The gray team was surrendered to its owner as soon as it reached the road at the foot of the bridge, and again Jack was loudly praised by the miller. The rest of the Ogden family seemed to be disposed to keep away, but the tall blacksmith himself was there.
"Jack," said he, as they turned away homeward, "you can go fishing this afternoon, just as I said. I was thinking of your doing something else afterward, but you've done about enough for one day."
He had more to say, concerning what would have happened to the miller's horses, and the number of pieces the wagon would have been knocked into, but for the manner in which the whole team had been saved.
When they reached the house the front door was open, but nobody was to be seen. Bob and Jim, the two small boys, had not yet returned from seeing the gray span taken to the mill, and the women and girls had gone through to the kitchen.

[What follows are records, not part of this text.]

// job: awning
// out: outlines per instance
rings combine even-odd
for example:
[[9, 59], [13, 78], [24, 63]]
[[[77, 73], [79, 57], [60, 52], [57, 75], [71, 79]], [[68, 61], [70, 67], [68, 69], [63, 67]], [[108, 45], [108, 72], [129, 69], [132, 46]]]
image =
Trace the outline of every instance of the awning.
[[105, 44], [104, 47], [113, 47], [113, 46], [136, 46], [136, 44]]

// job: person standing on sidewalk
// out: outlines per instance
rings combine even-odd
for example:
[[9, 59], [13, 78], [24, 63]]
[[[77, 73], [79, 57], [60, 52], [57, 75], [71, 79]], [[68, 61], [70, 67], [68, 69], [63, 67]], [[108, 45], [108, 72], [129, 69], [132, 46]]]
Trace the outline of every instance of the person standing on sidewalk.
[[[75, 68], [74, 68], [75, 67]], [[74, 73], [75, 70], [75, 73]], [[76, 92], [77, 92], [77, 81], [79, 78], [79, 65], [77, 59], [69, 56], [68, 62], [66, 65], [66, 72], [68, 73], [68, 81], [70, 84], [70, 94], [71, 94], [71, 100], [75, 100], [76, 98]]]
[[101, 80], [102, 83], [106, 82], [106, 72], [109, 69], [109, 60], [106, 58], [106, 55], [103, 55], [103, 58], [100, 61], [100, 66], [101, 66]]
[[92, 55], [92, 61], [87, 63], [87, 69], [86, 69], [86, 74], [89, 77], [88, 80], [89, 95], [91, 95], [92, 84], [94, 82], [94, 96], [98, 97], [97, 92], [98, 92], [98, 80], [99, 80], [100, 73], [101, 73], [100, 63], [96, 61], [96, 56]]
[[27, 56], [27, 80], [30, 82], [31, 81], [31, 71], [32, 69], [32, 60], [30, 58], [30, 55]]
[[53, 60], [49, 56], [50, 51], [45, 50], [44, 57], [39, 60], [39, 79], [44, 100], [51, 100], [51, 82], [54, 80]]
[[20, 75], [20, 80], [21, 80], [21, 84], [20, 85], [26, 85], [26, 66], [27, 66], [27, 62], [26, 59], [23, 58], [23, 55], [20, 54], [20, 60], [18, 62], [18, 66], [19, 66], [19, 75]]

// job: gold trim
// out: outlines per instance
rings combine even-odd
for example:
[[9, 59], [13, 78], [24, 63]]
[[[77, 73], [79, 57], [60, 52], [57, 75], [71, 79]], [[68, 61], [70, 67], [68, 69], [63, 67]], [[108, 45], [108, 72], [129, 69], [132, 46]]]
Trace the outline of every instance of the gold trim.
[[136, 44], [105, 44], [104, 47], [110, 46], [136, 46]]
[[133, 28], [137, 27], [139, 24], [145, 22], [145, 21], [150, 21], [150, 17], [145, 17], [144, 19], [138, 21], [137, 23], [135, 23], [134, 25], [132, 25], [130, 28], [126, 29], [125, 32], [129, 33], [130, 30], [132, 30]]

"Jack," said his father, as they went in, "old Hammond'll owe you that fifty dollars long enough. He never really pays anything."
"Course he doesn't—not if he can help it," said Jack. "I worked for him three months, and you know we had to take it out in feed. I learned the mill trade, though, and that was something."
Just then he was suddenly embarrassed. Mrs. Ogden had gone through the house and out at the back door, and Aunt Melinda had followed her, and so had the girls. Molly had suddenly gone up-stairs to her own room. Aunt Melinda had taken everything off the kitchen stove and put everything back again, and here now was Mrs. Ogden back again, hugging her son.
"Jack," she said, "don't you ever, ever, do such a thing again. You might ha' been knocked into slivers!"
Molly had gone up the back stairs only to come down the front way, and she was now a little behind them.
"Mother!" she exclaimed, as if her pent-up admiration for her brother was exploding, "you ought to have seen him jump in, and you ought to have seen that wagon go around the corner!"